Our goal has always been early diagnosis rather than cure – helping companies anticipate challenges and deal with them before problems arise, thereby enabling managers to concentrate on running the business.
With this goal in mind, Morrow Sodali’s programs are designed to help companies successfully negotiate their sustainability journey and meet the challenges of managing their stakeholder and ESG issues.
Morrow Sodali monitors these rapidly changing and often conflicting standards with a view to helping clients prioritize and determine which issues have the greatest potential impact on the business and which standards are most appropriate for individual firms. Most importantly, Morrow Sodali helps clients determine how to prioritize and measure the importance of these ESG/stakeholder issues in the context of their particular business circumstances.

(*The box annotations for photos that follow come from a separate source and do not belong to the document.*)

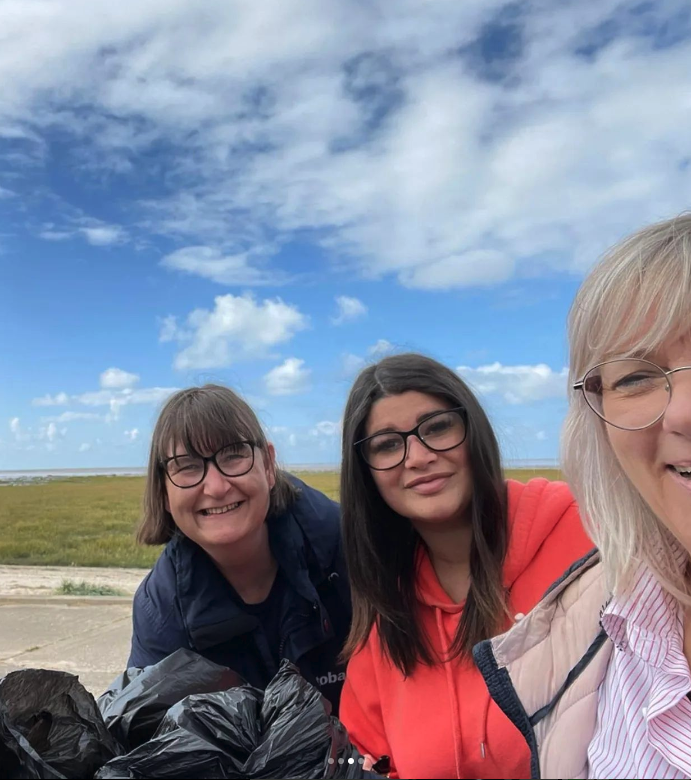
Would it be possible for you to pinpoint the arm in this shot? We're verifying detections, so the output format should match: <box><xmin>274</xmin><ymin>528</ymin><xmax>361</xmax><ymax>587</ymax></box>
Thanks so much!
<box><xmin>340</xmin><ymin>634</ymin><xmax>398</xmax><ymax>778</ymax></box>
<box><xmin>127</xmin><ymin>574</ymin><xmax>190</xmax><ymax>668</ymax></box>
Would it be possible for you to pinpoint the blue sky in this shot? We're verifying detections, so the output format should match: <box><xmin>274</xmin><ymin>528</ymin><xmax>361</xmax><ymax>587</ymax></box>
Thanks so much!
<box><xmin>0</xmin><ymin>0</ymin><xmax>691</xmax><ymax>469</ymax></box>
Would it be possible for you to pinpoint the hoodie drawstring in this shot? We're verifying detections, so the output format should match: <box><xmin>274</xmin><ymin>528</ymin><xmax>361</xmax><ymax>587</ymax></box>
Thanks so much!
<box><xmin>480</xmin><ymin>696</ymin><xmax>492</xmax><ymax>759</ymax></box>
<box><xmin>434</xmin><ymin>609</ymin><xmax>463</xmax><ymax>777</ymax></box>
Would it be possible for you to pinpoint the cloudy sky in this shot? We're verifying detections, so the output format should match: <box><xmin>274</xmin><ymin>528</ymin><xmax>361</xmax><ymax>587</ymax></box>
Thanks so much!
<box><xmin>0</xmin><ymin>0</ymin><xmax>691</xmax><ymax>469</ymax></box>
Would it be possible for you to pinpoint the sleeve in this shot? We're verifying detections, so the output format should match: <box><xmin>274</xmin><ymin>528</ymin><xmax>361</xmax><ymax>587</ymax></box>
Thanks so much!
<box><xmin>127</xmin><ymin>576</ymin><xmax>190</xmax><ymax>668</ymax></box>
<box><xmin>340</xmin><ymin>634</ymin><xmax>398</xmax><ymax>778</ymax></box>
<box><xmin>549</xmin><ymin>501</ymin><xmax>595</xmax><ymax>584</ymax></box>
<box><xmin>525</xmin><ymin>499</ymin><xmax>595</xmax><ymax>609</ymax></box>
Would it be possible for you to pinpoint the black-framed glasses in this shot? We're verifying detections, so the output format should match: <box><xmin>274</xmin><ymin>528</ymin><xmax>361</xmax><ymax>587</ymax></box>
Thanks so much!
<box><xmin>161</xmin><ymin>441</ymin><xmax>255</xmax><ymax>488</ymax></box>
<box><xmin>573</xmin><ymin>358</ymin><xmax>691</xmax><ymax>431</ymax></box>
<box><xmin>353</xmin><ymin>406</ymin><xmax>468</xmax><ymax>471</ymax></box>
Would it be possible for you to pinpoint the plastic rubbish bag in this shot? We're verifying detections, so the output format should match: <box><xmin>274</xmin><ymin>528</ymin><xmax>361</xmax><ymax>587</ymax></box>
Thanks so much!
<box><xmin>0</xmin><ymin>669</ymin><xmax>123</xmax><ymax>780</ymax></box>
<box><xmin>98</xmin><ymin>648</ymin><xmax>245</xmax><ymax>750</ymax></box>
<box><xmin>96</xmin><ymin>661</ymin><xmax>376</xmax><ymax>780</ymax></box>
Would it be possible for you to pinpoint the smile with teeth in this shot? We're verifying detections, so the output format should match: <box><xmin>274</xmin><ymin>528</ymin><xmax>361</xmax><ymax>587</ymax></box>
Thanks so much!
<box><xmin>201</xmin><ymin>501</ymin><xmax>242</xmax><ymax>515</ymax></box>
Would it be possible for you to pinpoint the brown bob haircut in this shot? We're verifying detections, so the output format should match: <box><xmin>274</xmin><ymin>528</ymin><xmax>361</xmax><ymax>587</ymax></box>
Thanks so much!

Following this assessment, we analyze each firm's unique stakeholder profile and help develop programs for corporate reporting, shareholder engagement, communication, management of shareholder resolutions and the voting process. The Morrow Sodali ESG program includes the following basic elements:
Morrow Sodali recognizes that stakeholder capitalism is not a zero-sum game. What is good for stakeholders is also good for shareholders. Our decades of work dealing with shareholder issues are the groundwork for our expanded ESG program. Both stakeholders and long-term shareholders want companies to perform well, produce profits and grow. Managing ESG and stakeholder issues has become a critical requirement for running a successful business enterprise.
The words of attorney Martin Lipton, from a Wachtell Lipton client memorandum entitled ESG, stakeholder governance and the duty of the corporation in September 2022, are useful to understand from a legal perspective how companies should approach the responsibilities of stakeholder capitalism:
‘A holistic, stakeholder view of corporate purpose does not exalt ESG as the sole or weightiest consideration – to the contrary, it recognizes that the various elements of ESG are among numerous considerations that are essential to a company’s sustainability and that must be carefully balanced by the board and management, in consultation with shareholders, to ensure the long-term health and prosperity of the business.’